Riding in a steady rain late in the stage, Hincapie bolted to the front from a lead group of six to claim the event's longest stage in 5 hours, 26 minutes and 10 seconds.
"I feel great [about the win]," said Hincapie (BMC) who last month helped Evans become the first Australian to win the Tour de France. "I thought that I was in pretty good shape coming into this race and yesterday I fully bonked coming into the finish.
Hincapie began his pro career as a sprinter, but during his tenure with Armstrong, the New York native who lives in Greenville, S.C., decided he wanted to have a career as an all-arounder. That mean losing weight so he could further develop skills as a climber. Hincapie lost an estimated 15 pounds and his career forever changed.
Among his career wins, Hincapie has four victories at the Tour de France, three in team time trials, one individually in a two-rider breakaway in 2005. He finished 14th overall in the event, the highest of his career.

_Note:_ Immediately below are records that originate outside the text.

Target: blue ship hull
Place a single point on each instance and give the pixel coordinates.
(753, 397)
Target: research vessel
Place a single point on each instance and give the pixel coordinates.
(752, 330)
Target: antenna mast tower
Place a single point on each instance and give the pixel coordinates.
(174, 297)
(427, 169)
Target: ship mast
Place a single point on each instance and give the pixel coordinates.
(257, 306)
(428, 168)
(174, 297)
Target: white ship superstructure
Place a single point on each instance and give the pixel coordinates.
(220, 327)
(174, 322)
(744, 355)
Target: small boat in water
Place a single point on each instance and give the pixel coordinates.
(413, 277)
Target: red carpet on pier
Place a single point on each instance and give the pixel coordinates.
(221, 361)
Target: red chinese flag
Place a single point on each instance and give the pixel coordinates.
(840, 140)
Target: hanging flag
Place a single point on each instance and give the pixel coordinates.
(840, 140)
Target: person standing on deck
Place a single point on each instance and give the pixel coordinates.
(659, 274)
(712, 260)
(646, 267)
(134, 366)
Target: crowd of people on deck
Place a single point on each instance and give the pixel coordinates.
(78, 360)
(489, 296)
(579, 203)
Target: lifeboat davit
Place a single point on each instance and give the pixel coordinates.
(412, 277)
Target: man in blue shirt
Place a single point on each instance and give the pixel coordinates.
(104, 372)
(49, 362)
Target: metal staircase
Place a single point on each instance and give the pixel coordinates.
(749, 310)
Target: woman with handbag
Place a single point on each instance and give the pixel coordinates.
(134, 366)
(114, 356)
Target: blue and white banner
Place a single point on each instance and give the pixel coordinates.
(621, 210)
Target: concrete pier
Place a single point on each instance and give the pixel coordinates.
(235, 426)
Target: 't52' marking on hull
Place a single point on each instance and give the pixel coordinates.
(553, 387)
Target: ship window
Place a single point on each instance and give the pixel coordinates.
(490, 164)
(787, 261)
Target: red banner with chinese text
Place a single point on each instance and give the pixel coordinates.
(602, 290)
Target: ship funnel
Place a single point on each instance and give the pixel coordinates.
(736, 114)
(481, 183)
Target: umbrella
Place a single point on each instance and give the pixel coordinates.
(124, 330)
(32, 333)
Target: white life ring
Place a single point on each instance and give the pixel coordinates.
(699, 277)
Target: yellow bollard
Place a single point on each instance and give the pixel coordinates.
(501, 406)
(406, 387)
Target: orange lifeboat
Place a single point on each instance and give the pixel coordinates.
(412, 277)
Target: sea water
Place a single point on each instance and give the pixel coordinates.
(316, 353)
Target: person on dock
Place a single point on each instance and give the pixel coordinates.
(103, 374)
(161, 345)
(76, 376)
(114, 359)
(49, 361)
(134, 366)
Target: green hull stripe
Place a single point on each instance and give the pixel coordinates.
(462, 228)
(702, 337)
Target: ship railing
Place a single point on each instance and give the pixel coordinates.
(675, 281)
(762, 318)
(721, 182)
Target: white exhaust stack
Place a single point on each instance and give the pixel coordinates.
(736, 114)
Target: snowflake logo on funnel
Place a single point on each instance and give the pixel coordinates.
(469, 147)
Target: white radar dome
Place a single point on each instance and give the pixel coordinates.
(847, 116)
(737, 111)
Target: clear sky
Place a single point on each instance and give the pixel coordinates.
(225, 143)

Hincapie's stage 2 win was his first since claiming the national pro road title in 2009 and it catapulted him into second place overall in the inaugural event. He trails Van Garderen by 16 seconds.
"I knew that Tejay (Van Garderen) was going to be one of the fastest guys," said Hincapie. "I didn't know the Colombian guys, but they are always a wild card, super-good climbers and some of them can sprint as well.
"I was confident that I could win. Tejay got a gap in some of the corners and I had to sprint around Tom Danielson to catch up to Tejay. But once I caught him I knew that it was over and that I was going to win the stage."